Shropshire Star

Andy Richardson: At the wheel, I was Kanye for a day

What the flip??????? ARRRRRGHHHHH!

Published
By Andy Richardson

Fifty-thousand pounds worth of rear-wheel-powered, left-hand-drive, 1970s Porsche was screeching on to the Redditch bypass. It was being sandwiched at 60mph between a large skip wagon and a Renault Megane; the combined value of which would have been nowhere near the cost of replacing the vintage car that we were about to scrap. Doom was staring us in the face.

"Where's the side mirror?" I screeched, losing all sense of poise. My wife said nothing. She was sitting on the right, in what would normally be the driver's seat, except there wasn't a steering wheel, pedals or a gearstick. She was braced for her appointment with the Big Kahuna in the sky, who she'd be meeting in approximately 2.3 seconds. Her eyes were fixed on the ever-decreasing stretch of road ahead, her fingernails were digging into the seat and all colour had drained from her cheeks. She looked as though she'd seen her death, which she very probably had.

"There isn't a wing mirror," she choked, as G-force forced her head against the headrest.

"Oh flip." Who needs wing mirrors when you're designed for racing round a track?

As the road started to run out, the Porsche showed its true colours. It powered away from danger, avoiding the car-and-columnist sandwich that it was about to become.

We'd booked the car for no good reason at all. I always find no good reason is always the best reason to do anything. Nights that materialise from a speculative Tweet to mates and weekends away that originate on a whim are always better than those planned with military precision.

Doing things on the spur of the moment takes away the weight of expectation. It eliminates the fear that best laid plans could come undone.

So there we were, roaring along the Redditch bypass having picked up our weekend wheels. We made our way across the Black Country, sticking out like a shining silver thumb. Our gleaming 911 was the same as the one Steve McQueen drove in the cult film Le Mans. And anything that's good enough for The King of Cool, is good enough for us.

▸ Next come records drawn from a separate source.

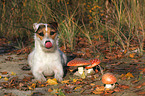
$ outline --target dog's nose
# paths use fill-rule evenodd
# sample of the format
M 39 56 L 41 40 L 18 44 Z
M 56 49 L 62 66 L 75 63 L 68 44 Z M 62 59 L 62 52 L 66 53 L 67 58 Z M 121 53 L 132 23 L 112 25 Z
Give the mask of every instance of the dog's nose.
M 52 43 L 48 40 L 45 42 L 45 47 L 46 48 L 51 48 L 52 47 Z

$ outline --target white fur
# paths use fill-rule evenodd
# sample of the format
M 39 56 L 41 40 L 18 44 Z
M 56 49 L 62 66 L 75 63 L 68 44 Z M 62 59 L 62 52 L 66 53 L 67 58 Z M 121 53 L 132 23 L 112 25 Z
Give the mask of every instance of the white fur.
M 44 76 L 52 76 L 58 81 L 62 80 L 63 77 L 63 64 L 66 63 L 66 56 L 61 52 L 58 47 L 53 52 L 44 51 L 44 44 L 47 39 L 44 38 L 42 41 L 34 35 L 35 48 L 28 56 L 28 63 L 31 67 L 32 73 L 37 80 L 46 81 Z M 52 42 L 57 40 L 51 39 Z M 57 46 L 57 44 L 55 44 Z M 42 48 L 43 47 L 43 48 Z M 47 49 L 46 49 L 47 50 Z

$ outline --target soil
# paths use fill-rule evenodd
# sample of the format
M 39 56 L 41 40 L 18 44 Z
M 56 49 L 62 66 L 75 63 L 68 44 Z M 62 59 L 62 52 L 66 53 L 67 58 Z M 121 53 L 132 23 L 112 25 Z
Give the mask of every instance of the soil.
M 0 55 L 0 76 L 2 77 L 0 79 L 0 96 L 100 96 L 107 94 L 111 96 L 145 96 L 145 74 L 144 71 L 141 73 L 142 69 L 145 68 L 145 55 L 137 59 L 122 58 L 120 60 L 102 61 L 101 66 L 104 73 L 111 72 L 117 78 L 116 88 L 113 91 L 108 91 L 108 93 L 107 91 L 101 91 L 102 93 L 95 91 L 96 88 L 103 86 L 100 71 L 87 76 L 85 79 L 80 79 L 80 77 L 74 76 L 73 73 L 68 71 L 64 77 L 64 81 L 69 80 L 67 83 L 59 82 L 57 85 L 36 86 L 35 88 L 20 87 L 20 84 L 25 83 L 24 78 L 26 77 L 32 77 L 28 80 L 28 82 L 31 82 L 28 85 L 35 82 L 29 66 L 27 66 L 27 56 L 28 54 Z M 131 75 L 123 77 L 122 74 L 125 75 L 129 72 L 133 77 Z M 17 80 L 13 80 L 15 83 L 21 82 L 17 84 L 19 87 L 10 83 L 14 77 L 17 77 Z

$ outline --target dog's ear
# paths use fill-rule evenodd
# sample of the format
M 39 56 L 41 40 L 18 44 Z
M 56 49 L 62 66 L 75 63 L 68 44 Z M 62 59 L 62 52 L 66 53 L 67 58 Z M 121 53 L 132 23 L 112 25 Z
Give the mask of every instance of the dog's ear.
M 51 22 L 51 23 L 49 23 L 50 24 L 50 26 L 53 28 L 53 29 L 57 29 L 57 27 L 58 27 L 58 23 L 57 22 Z
M 38 23 L 34 23 L 34 24 L 33 24 L 33 28 L 34 28 L 34 31 L 35 31 L 35 32 L 38 30 L 39 25 L 40 25 L 40 24 L 38 24 Z

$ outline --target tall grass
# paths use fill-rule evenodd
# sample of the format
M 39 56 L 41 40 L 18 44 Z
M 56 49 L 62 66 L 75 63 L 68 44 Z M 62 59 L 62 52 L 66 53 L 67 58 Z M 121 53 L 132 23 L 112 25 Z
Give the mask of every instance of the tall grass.
M 75 51 L 76 38 L 81 37 L 100 53 L 94 41 L 103 38 L 110 52 L 117 43 L 121 50 L 137 47 L 142 55 L 144 4 L 144 0 L 1 0 L 0 37 L 22 48 L 32 38 L 33 23 L 57 21 L 64 50 Z

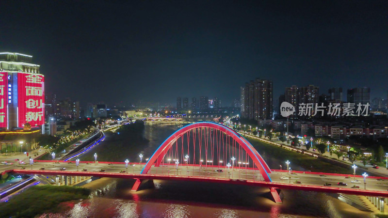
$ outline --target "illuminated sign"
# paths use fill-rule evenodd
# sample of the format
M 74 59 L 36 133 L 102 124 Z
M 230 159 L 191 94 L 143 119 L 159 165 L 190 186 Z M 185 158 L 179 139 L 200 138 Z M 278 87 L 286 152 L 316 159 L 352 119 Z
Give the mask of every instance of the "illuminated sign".
M 7 127 L 8 78 L 8 73 L 6 72 L 0 73 L 0 127 L 1 128 Z
M 31 126 L 45 122 L 45 78 L 43 75 L 17 74 L 17 107 L 19 127 L 27 123 Z

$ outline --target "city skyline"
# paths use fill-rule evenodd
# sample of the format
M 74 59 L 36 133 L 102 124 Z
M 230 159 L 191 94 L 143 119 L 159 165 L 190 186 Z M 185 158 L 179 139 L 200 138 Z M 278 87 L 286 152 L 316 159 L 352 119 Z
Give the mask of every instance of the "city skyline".
M 218 96 L 226 106 L 256 78 L 273 81 L 275 98 L 310 84 L 387 95 L 382 1 L 208 2 L 204 11 L 200 2 L 3 2 L 15 9 L 0 15 L 7 30 L 0 47 L 33 55 L 46 91 L 61 98 L 173 104 L 179 93 Z

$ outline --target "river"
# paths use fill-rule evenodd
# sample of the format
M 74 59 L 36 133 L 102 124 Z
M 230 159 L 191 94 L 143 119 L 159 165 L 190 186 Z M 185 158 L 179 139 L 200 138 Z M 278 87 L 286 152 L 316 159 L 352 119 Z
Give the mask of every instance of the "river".
M 145 137 L 148 141 L 143 149 L 149 156 L 181 123 L 147 122 Z M 107 140 L 107 141 L 108 140 Z M 92 158 L 98 153 L 101 159 L 123 156 L 136 159 L 133 150 L 122 151 L 119 156 L 114 149 L 101 143 L 89 154 L 81 157 Z M 131 145 L 128 142 L 128 147 Z M 130 149 L 129 149 L 130 151 Z M 91 159 L 90 160 L 92 160 Z M 112 161 L 120 161 L 113 159 Z M 272 157 L 269 165 L 278 165 Z M 297 167 L 297 166 L 296 166 Z M 282 190 L 282 204 L 269 200 L 268 189 L 259 187 L 226 184 L 154 181 L 155 188 L 130 191 L 134 181 L 103 178 L 84 186 L 94 190 L 91 198 L 61 204 L 61 212 L 45 214 L 50 217 L 168 217 L 168 218 L 258 218 L 258 217 L 372 217 L 336 198 L 322 193 Z

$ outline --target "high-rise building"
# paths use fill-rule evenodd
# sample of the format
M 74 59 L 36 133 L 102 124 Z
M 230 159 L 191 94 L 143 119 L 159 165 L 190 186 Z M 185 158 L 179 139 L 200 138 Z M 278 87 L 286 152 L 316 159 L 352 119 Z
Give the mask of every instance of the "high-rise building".
M 318 103 L 319 100 L 319 87 L 313 85 L 304 86 L 299 88 L 299 103 Z
M 270 80 L 257 78 L 246 83 L 243 117 L 255 120 L 272 119 L 272 81 Z
M 205 110 L 209 108 L 209 98 L 207 96 L 201 96 L 199 99 L 199 108 Z
M 342 88 L 339 87 L 329 89 L 329 95 L 330 100 L 335 101 L 335 102 L 342 101 Z
M 373 98 L 372 99 L 372 102 L 371 104 L 372 109 L 375 110 L 385 108 L 383 106 L 383 99 L 381 98 Z
M 59 101 L 55 106 L 55 117 L 60 120 L 80 119 L 80 102 L 72 101 L 69 98 Z
M 184 110 L 189 109 L 189 98 L 185 97 L 183 98 L 183 108 Z
M 370 103 L 371 89 L 368 87 L 355 88 L 348 89 L 347 101 L 348 103 L 366 105 Z
M 220 99 L 218 99 L 218 97 L 214 97 L 214 99 L 213 100 L 213 108 L 215 109 L 220 108 Z
M 240 87 L 240 110 L 242 112 L 245 111 L 245 88 L 243 86 L 241 86 Z
M 195 97 L 191 99 L 191 109 L 193 110 L 198 109 L 198 99 Z
M 11 130 L 45 122 L 44 76 L 32 56 L 0 52 L 0 128 Z
M 297 108 L 299 103 L 299 88 L 296 86 L 286 87 L 284 92 L 284 100 L 293 105 L 295 109 Z
M 239 99 L 237 98 L 235 98 L 233 100 L 233 103 L 232 104 L 232 107 L 233 108 L 240 108 L 240 101 Z
M 280 114 L 281 113 L 281 111 L 280 111 L 280 106 L 281 105 L 282 103 L 283 103 L 283 102 L 284 102 L 284 101 L 286 101 L 286 99 L 285 98 L 284 95 L 284 94 L 281 94 L 280 96 L 279 96 L 279 102 L 278 102 L 278 105 L 277 106 L 277 113 L 278 113 L 278 114 Z
M 182 109 L 182 98 L 178 97 L 177 98 L 177 110 Z
M 106 105 L 98 104 L 96 106 L 97 110 L 97 117 L 106 117 Z

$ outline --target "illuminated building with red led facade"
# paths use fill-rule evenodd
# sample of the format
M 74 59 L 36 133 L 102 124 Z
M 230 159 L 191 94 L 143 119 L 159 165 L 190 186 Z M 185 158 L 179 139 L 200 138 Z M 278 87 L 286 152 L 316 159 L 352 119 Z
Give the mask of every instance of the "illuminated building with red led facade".
M 32 56 L 0 52 L 0 129 L 41 126 L 45 123 L 45 77 Z

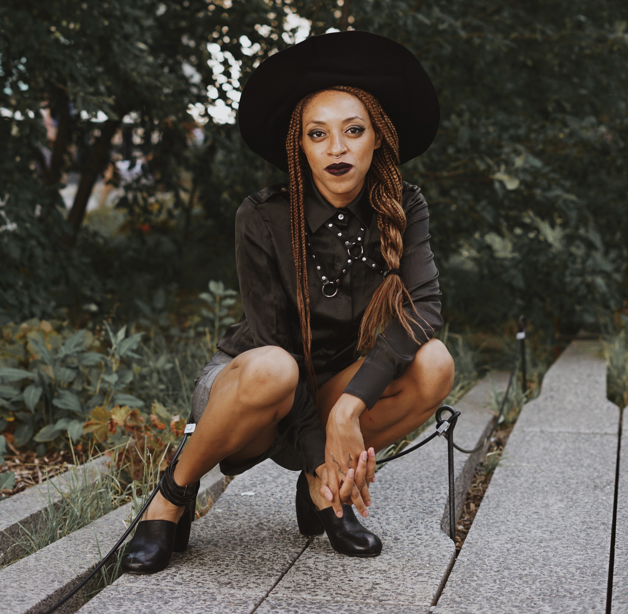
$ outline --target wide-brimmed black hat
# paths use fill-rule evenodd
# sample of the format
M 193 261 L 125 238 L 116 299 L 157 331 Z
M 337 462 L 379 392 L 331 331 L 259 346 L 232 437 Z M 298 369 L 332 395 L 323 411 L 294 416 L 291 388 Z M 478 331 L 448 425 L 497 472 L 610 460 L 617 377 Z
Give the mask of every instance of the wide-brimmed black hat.
M 399 135 L 403 164 L 431 144 L 438 97 L 430 77 L 403 45 L 370 32 L 310 36 L 271 56 L 247 81 L 238 110 L 246 144 L 288 172 L 286 137 L 296 104 L 333 85 L 359 87 L 379 100 Z

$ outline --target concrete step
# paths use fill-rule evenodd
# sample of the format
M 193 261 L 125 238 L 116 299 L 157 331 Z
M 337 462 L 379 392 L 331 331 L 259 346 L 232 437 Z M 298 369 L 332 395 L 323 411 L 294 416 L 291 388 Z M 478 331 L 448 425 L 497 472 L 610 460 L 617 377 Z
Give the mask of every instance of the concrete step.
M 216 467 L 201 481 L 201 504 L 215 500 L 225 486 L 225 476 Z M 0 570 L 0 614 L 38 614 L 67 595 L 100 561 L 98 545 L 104 555 L 124 532 L 131 511 L 130 504 L 119 507 Z M 85 600 L 79 592 L 56 611 L 75 612 Z
M 498 378 L 505 387 L 504 380 Z M 485 380 L 459 404 L 463 414 L 456 441 L 461 445 L 472 447 L 489 428 L 492 414 L 485 406 L 491 390 Z M 456 453 L 461 495 L 475 461 Z M 192 525 L 188 550 L 175 554 L 166 569 L 153 576 L 124 575 L 80 612 L 305 613 L 338 607 L 349 612 L 354 611 L 352 600 L 336 601 L 330 581 L 340 588 L 356 578 L 364 588 L 360 603 L 377 603 L 391 612 L 406 607 L 426 611 L 455 556 L 453 542 L 441 529 L 448 494 L 445 439 L 378 472 L 374 505 L 364 520 L 384 542 L 384 553 L 374 559 L 350 559 L 335 552 L 326 536 L 308 544 L 299 534 L 294 510 L 297 476 L 270 460 L 238 476 Z M 355 607 L 357 611 L 357 602 Z
M 26 531 L 40 525 L 42 513 L 51 501 L 59 502 L 61 493 L 67 492 L 73 484 L 80 484 L 84 479 L 95 480 L 105 470 L 107 460 L 104 456 L 99 456 L 85 465 L 68 467 L 65 473 L 43 484 L 32 486 L 0 501 L 0 564 L 9 548 Z M 11 552 L 11 557 L 20 554 L 14 547 Z
M 624 410 L 613 573 L 613 614 L 628 614 L 628 411 Z
M 597 342 L 526 405 L 434 614 L 603 612 L 619 411 Z

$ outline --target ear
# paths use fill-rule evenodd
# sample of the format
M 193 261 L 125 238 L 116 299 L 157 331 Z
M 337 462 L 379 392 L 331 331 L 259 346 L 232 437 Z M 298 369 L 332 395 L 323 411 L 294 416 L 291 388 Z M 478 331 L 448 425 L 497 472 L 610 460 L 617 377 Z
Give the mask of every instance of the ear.
M 379 149 L 379 148 L 382 146 L 383 137 L 382 136 L 382 133 L 379 131 L 379 128 L 377 128 L 374 126 L 373 129 L 375 131 L 375 144 L 373 146 L 373 149 Z

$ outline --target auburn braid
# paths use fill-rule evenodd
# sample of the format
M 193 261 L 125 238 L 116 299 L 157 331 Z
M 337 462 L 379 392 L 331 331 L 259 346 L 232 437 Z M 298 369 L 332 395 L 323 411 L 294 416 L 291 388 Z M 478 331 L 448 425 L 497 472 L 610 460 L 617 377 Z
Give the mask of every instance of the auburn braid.
M 375 210 L 379 229 L 382 255 L 389 269 L 398 269 L 403 254 L 403 234 L 406 230 L 406 213 L 402 204 L 403 184 L 399 170 L 399 137 L 397 131 L 379 101 L 372 94 L 357 87 L 337 85 L 327 90 L 344 92 L 355 96 L 369 113 L 374 127 L 381 136 L 381 146 L 373 153 L 373 159 L 366 176 L 367 191 Z M 325 90 L 321 90 L 325 91 Z M 305 189 L 303 169 L 307 162 L 300 141 L 303 129 L 303 113 L 316 92 L 301 100 L 295 107 L 286 140 L 290 177 L 290 222 L 292 230 L 292 252 L 296 269 L 296 304 L 303 338 L 303 353 L 310 388 L 316 394 L 315 377 L 311 362 L 311 329 L 310 324 L 310 294 L 307 276 L 307 235 L 305 232 Z M 366 308 L 360 325 L 357 349 L 370 350 L 378 331 L 383 331 L 396 318 L 409 337 L 418 343 L 410 325 L 417 323 L 403 308 L 404 301 L 409 303 L 417 316 L 412 299 L 401 278 L 388 275 L 377 288 Z M 423 318 L 421 318 L 423 320 Z M 423 320 L 425 322 L 425 320 Z
M 317 398 L 316 377 L 311 358 L 311 328 L 310 325 L 310 292 L 308 289 L 307 234 L 305 231 L 305 188 L 303 183 L 305 161 L 300 141 L 303 110 L 311 98 L 304 98 L 295 107 L 286 139 L 288 173 L 290 177 L 290 227 L 292 254 L 296 270 L 296 308 L 303 340 L 303 358 L 310 389 Z

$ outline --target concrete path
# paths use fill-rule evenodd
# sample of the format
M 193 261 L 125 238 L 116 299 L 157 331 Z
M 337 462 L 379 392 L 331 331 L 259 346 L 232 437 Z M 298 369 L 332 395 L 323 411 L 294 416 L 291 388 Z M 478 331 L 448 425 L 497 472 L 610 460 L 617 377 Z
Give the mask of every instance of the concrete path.
M 522 410 L 431 611 L 604 611 L 618 419 L 597 344 L 574 342 Z
M 199 490 L 203 504 L 220 496 L 224 477 L 217 467 L 205 476 Z M 36 614 L 58 601 L 100 561 L 98 546 L 105 554 L 117 541 L 131 513 L 128 504 L 0 570 L 0 614 Z M 80 592 L 57 613 L 75 612 L 85 601 Z
M 505 387 L 503 377 L 499 384 Z M 489 428 L 492 416 L 484 406 L 491 387 L 484 380 L 458 404 L 460 444 L 474 446 Z M 456 453 L 461 492 L 475 462 Z M 326 536 L 308 544 L 299 534 L 297 476 L 269 460 L 236 477 L 193 523 L 188 551 L 175 554 L 168 569 L 153 576 L 124 575 L 80 612 L 426 611 L 455 554 L 441 529 L 448 494 L 444 438 L 377 473 L 374 505 L 364 520 L 384 543 L 376 558 L 349 558 L 335 552 Z M 345 586 L 350 596 L 338 598 Z

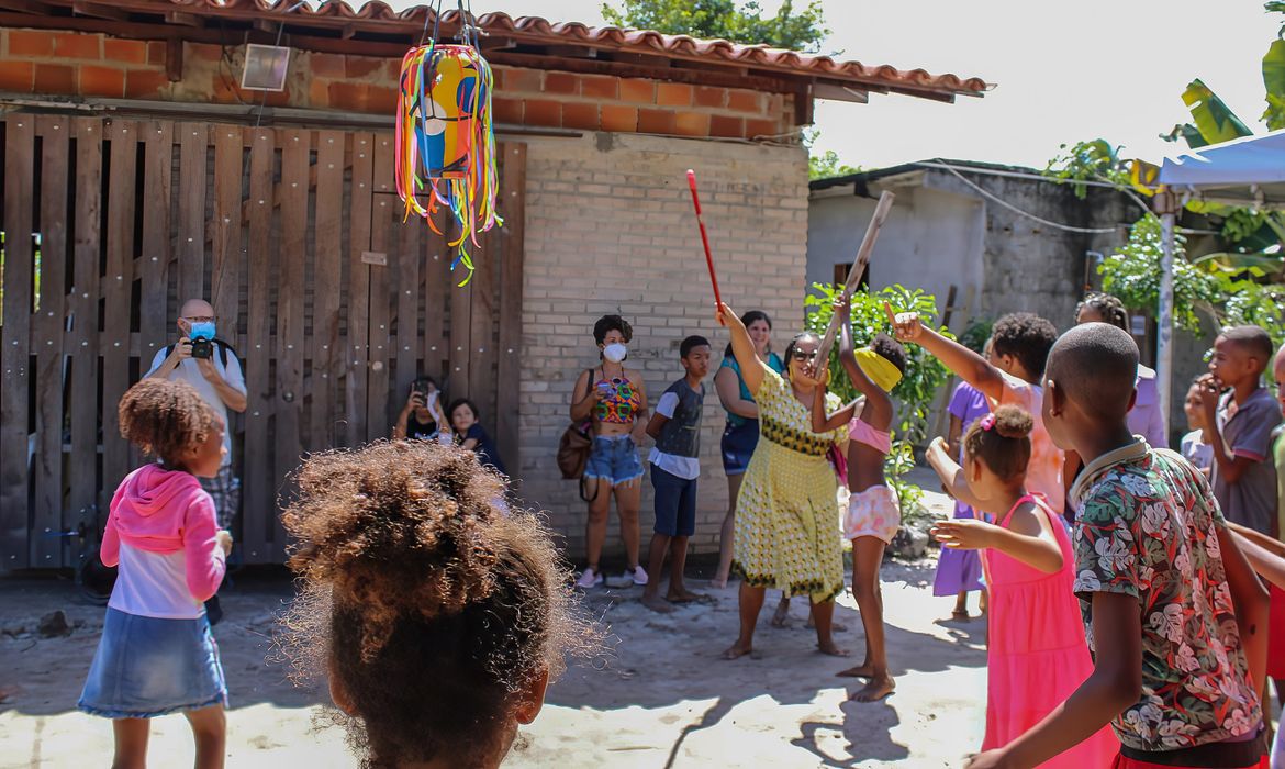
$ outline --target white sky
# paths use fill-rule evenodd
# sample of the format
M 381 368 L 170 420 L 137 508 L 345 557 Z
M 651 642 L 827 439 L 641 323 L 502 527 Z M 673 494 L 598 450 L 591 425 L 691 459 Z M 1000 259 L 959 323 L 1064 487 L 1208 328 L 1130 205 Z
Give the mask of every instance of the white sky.
M 405 0 L 393 0 L 397 6 Z M 779 0 L 766 0 L 770 10 Z M 806 0 L 795 0 L 795 6 Z M 822 0 L 824 51 L 865 64 L 982 77 L 984 99 L 941 104 L 871 94 L 869 104 L 817 102 L 819 149 L 876 168 L 932 157 L 1042 167 L 1061 143 L 1105 138 L 1156 161 L 1158 135 L 1189 120 L 1186 84 L 1200 77 L 1253 130 L 1259 69 L 1280 14 L 1259 0 Z M 601 24 L 591 0 L 497 0 L 475 13 Z M 1182 145 L 1185 148 L 1185 144 Z

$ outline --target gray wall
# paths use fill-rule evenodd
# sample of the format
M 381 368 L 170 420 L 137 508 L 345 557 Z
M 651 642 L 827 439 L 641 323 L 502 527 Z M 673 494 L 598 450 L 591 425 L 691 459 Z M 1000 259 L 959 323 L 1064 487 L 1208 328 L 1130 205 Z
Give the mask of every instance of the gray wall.
M 870 260 L 870 284 L 894 283 L 932 292 L 938 311 L 951 284 L 957 287 L 951 329 L 961 332 L 971 318 L 995 319 L 1006 312 L 1036 312 L 1059 329 L 1074 323 L 1085 293 L 1086 253 L 1112 253 L 1128 237 L 1128 225 L 1142 215 L 1128 195 L 1094 188 L 1085 199 L 1069 186 L 964 171 L 987 193 L 1041 219 L 1078 228 L 1115 228 L 1112 233 L 1073 233 L 1022 216 L 960 181 L 948 171 L 917 170 L 873 180 L 869 195 L 853 186 L 812 193 L 808 206 L 807 280 L 828 283 L 834 265 L 853 260 L 875 198 L 883 189 L 897 194 L 892 213 Z M 1096 273 L 1090 275 L 1096 287 Z M 962 307 L 966 306 L 966 310 Z M 1185 431 L 1182 396 L 1212 338 L 1177 333 L 1174 404 L 1171 435 Z M 1140 339 L 1144 347 L 1150 347 Z M 1145 350 L 1144 357 L 1151 361 Z

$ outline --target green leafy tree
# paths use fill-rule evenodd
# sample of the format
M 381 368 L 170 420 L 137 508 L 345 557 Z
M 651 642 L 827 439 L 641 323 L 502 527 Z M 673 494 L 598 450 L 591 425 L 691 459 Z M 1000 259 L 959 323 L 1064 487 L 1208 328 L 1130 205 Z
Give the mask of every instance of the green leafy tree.
M 1232 255 L 1189 258 L 1186 238 L 1176 237 L 1173 253 L 1173 323 L 1200 334 L 1201 318 L 1223 325 L 1258 325 L 1276 346 L 1285 343 L 1285 284 L 1281 264 L 1261 257 L 1257 264 Z M 1146 215 L 1130 231 L 1128 242 L 1097 269 L 1103 288 L 1130 307 L 1156 307 L 1160 297 L 1160 220 Z M 1150 312 L 1150 310 L 1148 310 Z
M 816 126 L 803 129 L 803 148 L 807 149 L 807 177 L 808 180 L 830 179 L 833 176 L 847 176 L 860 174 L 861 166 L 849 166 L 843 162 L 839 153 L 828 149 L 816 152 L 816 140 L 821 138 L 821 131 Z
M 1064 179 L 1074 184 L 1076 197 L 1081 201 L 1088 194 L 1085 181 L 1110 181 L 1121 186 L 1130 185 L 1128 167 L 1121 161 L 1119 147 L 1105 139 L 1077 141 L 1058 147 L 1059 153 L 1049 161 L 1045 175 Z
M 750 45 L 765 44 L 815 53 L 830 35 L 820 0 L 810 0 L 795 13 L 793 0 L 784 0 L 776 15 L 763 15 L 754 0 L 622 0 L 603 4 L 603 18 L 617 27 L 655 30 L 667 35 L 722 39 Z
M 860 167 L 844 163 L 833 149 L 826 149 L 821 154 L 810 153 L 807 158 L 807 177 L 812 180 L 860 172 Z
M 834 300 L 842 291 L 842 285 L 812 284 L 812 293 L 804 298 L 810 310 L 806 320 L 808 330 L 825 334 L 825 329 L 830 325 L 830 318 L 834 315 Z M 884 302 L 897 307 L 898 311 L 919 312 L 925 323 L 933 323 L 937 319 L 937 298 L 923 291 L 902 285 L 889 285 L 875 293 L 858 291 L 852 294 L 853 345 L 858 347 L 869 345 L 876 333 L 888 330 Z M 950 333 L 946 329 L 941 330 Z M 830 392 L 843 399 L 843 403 L 849 403 L 860 395 L 848 377 L 843 374 L 838 345 L 830 350 Z M 906 346 L 906 375 L 892 391 L 898 404 L 897 422 L 893 424 L 893 446 L 884 463 L 884 475 L 888 484 L 897 490 L 902 511 L 908 520 L 921 518 L 926 514 L 920 502 L 924 490 L 906 481 L 903 476 L 915 467 L 914 446 L 924 442 L 928 437 L 928 414 L 933 397 L 947 378 L 946 366 L 925 352 L 923 347 L 919 345 Z
M 1285 13 L 1285 0 L 1263 4 L 1268 13 Z M 1263 55 L 1262 76 L 1267 108 L 1262 121 L 1271 130 L 1285 127 L 1285 24 L 1277 40 Z M 1185 140 L 1191 148 L 1209 147 L 1253 134 L 1227 104 L 1203 81 L 1192 80 L 1182 91 L 1191 122 L 1174 126 L 1164 135 L 1171 141 Z M 1065 145 L 1061 147 L 1067 149 Z M 1146 167 L 1141 161 L 1121 161 L 1112 144 L 1096 139 L 1081 141 L 1070 152 L 1050 161 L 1046 174 L 1069 180 L 1105 180 L 1123 184 L 1136 180 Z M 1154 166 L 1151 166 L 1154 170 Z M 1077 193 L 1082 194 L 1082 189 Z M 1174 324 L 1201 333 L 1201 319 L 1216 325 L 1253 324 L 1285 342 L 1285 215 L 1250 208 L 1234 208 L 1204 201 L 1187 203 L 1187 210 L 1221 222 L 1222 251 L 1189 256 L 1185 239 L 1177 238 L 1173 258 Z M 1156 307 L 1160 288 L 1160 222 L 1154 215 L 1139 220 L 1128 242 L 1099 267 L 1103 288 L 1133 309 Z

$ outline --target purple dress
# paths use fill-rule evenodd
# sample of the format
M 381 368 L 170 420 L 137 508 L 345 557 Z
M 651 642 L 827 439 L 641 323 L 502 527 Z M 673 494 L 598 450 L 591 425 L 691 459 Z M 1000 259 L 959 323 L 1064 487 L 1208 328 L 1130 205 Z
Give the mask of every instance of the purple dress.
M 959 418 L 964 426 L 964 432 L 971 427 L 973 422 L 991 413 L 991 405 L 986 403 L 986 396 L 978 392 L 968 382 L 960 382 L 951 396 L 948 412 L 951 417 Z M 960 448 L 959 460 L 964 460 L 964 449 Z M 971 518 L 973 508 L 956 502 L 956 518 Z M 956 550 L 942 548 L 942 556 L 937 561 L 937 577 L 933 580 L 933 595 L 956 595 L 966 590 L 980 590 L 982 585 L 982 559 L 977 550 Z

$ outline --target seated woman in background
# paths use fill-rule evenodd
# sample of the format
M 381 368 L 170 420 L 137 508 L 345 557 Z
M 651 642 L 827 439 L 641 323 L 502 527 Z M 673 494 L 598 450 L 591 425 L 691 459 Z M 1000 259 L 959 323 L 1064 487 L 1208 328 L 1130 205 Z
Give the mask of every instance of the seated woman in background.
M 482 423 L 479 422 L 482 414 L 478 412 L 477 404 L 466 397 L 457 397 L 451 401 L 446 413 L 451 415 L 451 427 L 455 428 L 456 439 L 463 446 L 470 451 L 475 451 L 478 462 L 483 466 L 495 468 L 501 476 L 508 476 L 509 473 L 505 472 L 504 463 L 500 462 L 500 453 L 495 448 L 495 441 L 482 428 Z
M 393 440 L 451 442 L 451 423 L 442 413 L 442 391 L 430 377 L 420 377 L 410 386 L 406 405 L 393 426 Z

The rain beat hard as an unseasonal storm rolled in and the Junction 9 gas tower became a washy-blur of aquamarine. I felt distinctly unlike a live-fast-die-young American actor and distinctly like the skipper of a fishing trawler off Aberdeenshire in a Gale Force 8.

Old school wipers smeared water from side to side, without moving it. Our feet froze, as cool air rushed from the floor. The Porsche's non-existent heating system shrugged it's shoulders and said: 'Ich bin ein alter Heizungssystem, ich weiß nicht mehr funktionieren'. Great, just like the wing mirrors, then?

The next morning, I asked Mrs Wife is she fancied a spin? She thought on her feet, making a suggestion that simultaneously satisfied a) my desire to go driving, and, b) her desire to spend as little time as possible in a 1970s car. "There's a really nice farm shop up the road," she said. It was four minutes away. Women are clever, like that. After much persuasion and the promise of a go-slow approach, she agreed to travel more than four minutes.

Driving the Porsche was like racing a go-kart. The seats were just inches from the Tarmac and the engine roared like a leopard; guttural and loud. The drafts around door frames and windows whistled like a cockatiel on crack cocaine. The 911 put the breath into breathtaking, the thrill into thrilling.

We drove from Bridgnorth to Ludlow; a road that had been covered in new Tarmac and grit.

My plans to let out the throttle on a winding country road were replaced by a need to avoid a bill for really, really expensive paint chips.

It was a curious weekend. Men who I had never met walked up to me on car parks and began conversations. Motorway drivers drew up alongside and winked. People in the street turned and stared. I was Kanye for a day.

I once did a parachute jump; learning how to freefall unaided in a day, as you do. It was exhilarating and adrenalising. For 24 hours, parachuting became my favourite thing in the world and I vowed to go every weekend. And then, once I'd come back down to earth and the excitement had worn off, I decided that jumping out of planes at 2,000ft wasn't such a good idea after all. I ticked it off my bucket list and never went back. And I think my relationship with the 911 may work out the same.

The rain lashed down as I returned the Porsche to Redditch. The lovely old fella at the garage asked me if I'd enjoyed it. I thought for a moment: 'Yeah, I think I did'.